In mice, low doses (5 μg/animal)  administered intravenously (I.V) elicited tachypnea, followed by apnea, within 20 seconds. The ED_{50} for brief duration apnea was determined to be 180 μg/kg. Higher doses (10 μg/animal) evoked intense convulsive crisis, and usually ended with the death of the animal. LD_{50} was determined to be 524 μg/kg. Intraperitoneal (I.P.) administration of up to 200 μg/animal proved to be ineffective.

In cats, I.V. injections of 100 μg/kg showed respiratory disturbances, miosis, salivation, abdominal cramps, nystagmus, loss of equilibrium, convulsions and sometimes a brief phase of hypotonia. The ED_{50} dose for convulsions is 80 μg/kg. The majority of animals recovered within 30 minutes.

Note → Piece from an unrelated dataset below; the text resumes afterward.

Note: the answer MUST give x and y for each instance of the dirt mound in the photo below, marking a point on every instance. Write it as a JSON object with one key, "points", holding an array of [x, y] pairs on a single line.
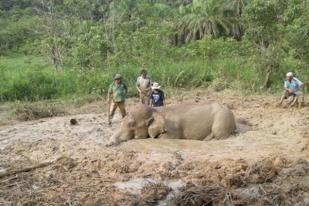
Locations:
{"points": [[52, 162]]}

In dogs, the effect of convulxin showed two stages. After I.V. injection of 100-125 μg/kg they became excited, barked and exhibited loss of equilibrium, respiratory disturbances, nystagmus, urination, defecation and vomiting. After recovery, two out of five animals had intermittent crisis of clonic convulsions that appeared after 24 hours and lasted until their death. The other three dogs showed periods of vivid agitation alternating with torpor.

While the lethal dose in humans is not yet known, what has been discovered is that the level of toxic effects depends on the origin of the snake. As for a cure, so far a polyvalent snake antivenom is being used.